In den Wasserbecken rechts und links des Straßendamms stehen noch einige der alten Fischerhütten auf Pfählen, die inmitten der ruhigen Seenlandschaft, mit den Hügeln im Hintergrund, die schönsten Fotomotive bilden. Früher lebten die meisten Fischer in diesen Unterkünften, denn die weite Ebene war eine sumpfige Wasserlandschaft.


Wir genießen die Ruhe inmitten dieser fantastischen Lagune, deren glatte Wasseroberfläche auf uns wie Balsam wirkt. Die gesamte Umgebung hat etwas sehr Eigentümliches. Wir befinden uns in einem unverfälschten Stück Griechenland, das nicht vom Tourismus entstellt ist.

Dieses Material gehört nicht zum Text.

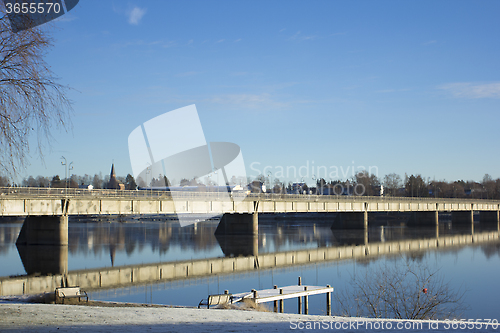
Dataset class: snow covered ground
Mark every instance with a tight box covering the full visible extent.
[0,302,498,332]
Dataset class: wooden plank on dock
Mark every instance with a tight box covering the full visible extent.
[231,285,334,304]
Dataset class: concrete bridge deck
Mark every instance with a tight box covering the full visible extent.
[1,187,499,216]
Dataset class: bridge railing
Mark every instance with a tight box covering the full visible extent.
[251,192,499,203]
[0,187,499,204]
[0,186,172,198]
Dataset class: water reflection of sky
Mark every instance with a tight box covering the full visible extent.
[66,220,224,271]
[1,218,500,319]
[89,246,500,319]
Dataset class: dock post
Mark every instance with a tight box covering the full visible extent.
[326,285,331,316]
[304,286,309,315]
[297,276,302,314]
[279,289,284,313]
[273,285,278,312]
[252,289,257,300]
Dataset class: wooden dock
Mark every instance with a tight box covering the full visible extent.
[229,277,334,315]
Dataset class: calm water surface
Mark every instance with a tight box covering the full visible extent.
[1,216,499,319]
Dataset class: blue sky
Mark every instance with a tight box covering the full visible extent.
[20,0,500,185]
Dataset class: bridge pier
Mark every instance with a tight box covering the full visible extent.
[16,244,68,275]
[16,215,68,246]
[214,213,258,236]
[408,211,438,226]
[331,212,368,230]
[451,211,474,225]
[215,234,259,256]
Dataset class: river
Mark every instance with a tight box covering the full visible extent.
[0,215,499,319]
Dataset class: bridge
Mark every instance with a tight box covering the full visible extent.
[1,187,499,245]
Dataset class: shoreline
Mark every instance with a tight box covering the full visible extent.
[1,301,498,332]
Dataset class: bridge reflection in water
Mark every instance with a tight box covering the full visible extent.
[1,216,499,297]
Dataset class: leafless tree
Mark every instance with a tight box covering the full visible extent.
[334,256,467,320]
[482,174,496,199]
[136,176,146,188]
[35,175,49,187]
[0,8,71,175]
[383,173,402,197]
[355,170,380,196]
[0,174,9,186]
[92,173,103,189]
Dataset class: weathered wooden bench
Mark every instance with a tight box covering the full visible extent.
[55,287,88,304]
[198,293,232,309]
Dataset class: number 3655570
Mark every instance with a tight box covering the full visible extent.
[5,2,61,14]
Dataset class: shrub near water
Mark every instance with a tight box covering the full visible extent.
[334,256,467,320]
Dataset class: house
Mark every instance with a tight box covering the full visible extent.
[78,183,94,190]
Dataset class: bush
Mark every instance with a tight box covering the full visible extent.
[334,256,467,320]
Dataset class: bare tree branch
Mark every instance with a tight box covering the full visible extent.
[0,10,72,176]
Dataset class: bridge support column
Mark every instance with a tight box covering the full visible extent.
[215,233,259,256]
[331,212,368,230]
[408,211,438,226]
[452,211,474,225]
[16,215,68,246]
[16,245,68,275]
[215,213,258,235]
[253,211,259,234]
[479,211,499,224]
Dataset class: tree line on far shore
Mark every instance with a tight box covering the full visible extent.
[254,171,500,199]
[1,171,499,199]
[0,173,138,191]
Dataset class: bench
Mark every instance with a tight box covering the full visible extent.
[55,287,88,304]
[198,293,232,309]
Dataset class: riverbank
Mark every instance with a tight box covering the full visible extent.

Auf unserer Reise haben wir ja noch einiges vor, und schon schwant mir, dass es sehr viel, wenn nicht sogar zuviel sein wird. Alleine hier könnte man viel länger verweilen.
In Tourlídha könnte man mindestens einen Badetag verbringen und zu Fuß über den Damm gehen oder vielleicht einen Fischer einmal bei seiner Arbeit begleiten. Auf einer der Erhebungen um Messolóngi könnte man sich einen Überblick über die Ebene mit ihrer weiten Wasserlandschaft verschaffen, und die beiden Flussmündungen bergen sicherlich ebenfalls einige Überraschungen, zumindest jedoch Restaurants mit einem reichlichen Fischangebot.


Geschichtsinteressierte könnten sich beispielsweise Ausgrabungen der Umgebung anschauen: das antike Kalydhón, (Relikte sind im archäologischen Museum im benachbarten Agrínio ausgestellt), Aghios Thomás mit den Ausgrabungen der römischen Bäder, das alte und neue Plevróna und Oiniádhes.
So wie es aussieht, verfolgen einige ältere Besucher ein ganz anderes Interesse: sie nutzen die salz- und schlammhaltige Lake für ein Gesundheitsbad.


Die Sonne senkt sich schon langsam, als wir unseren Ausflug beenden, das Auto vor dem Hotel abstellen und uns auf die Suche nach einer Taverne machen. In kurzer Entfernung, auf der dem Hafen zugewandten Seite, gibt es einen schmalen Streifen, wo man gemütlich in kleinen Cafés sitzen und den Sonnenuntergang über der Marina gegenüber auf sich wirken lassen kann. Genau das brauchen wir jetzt auch.


Irgendwie habe ich immer noch nicht das Gefühl, tatsächlich im Urlaub angekommen zu sein. Die Erfahrung des Diebstahls von heute Vormittag und die Fahrt über die riskante Schnellstraße an der peloponnesischen Nordkante haben die Nerven doch ziemlich strapaziert. Und dann taucht man plötzlich in dieses kleine, ruhige Paradies, das nur von wenigen, zumeist älteren griechischen Sommerfrischlern besucht zu sein scheint.


Die junge Bedienung ist so nett, und die Mezé-Platte, die sie uns zum Bier bringt, kann sich sehen lassen. Zur romantischen Erhellung bekommen alle Gäste ein Tischlämpchen mit einer Kerze, die die ruhige Szene später in einem zarten Licht flackern lässt.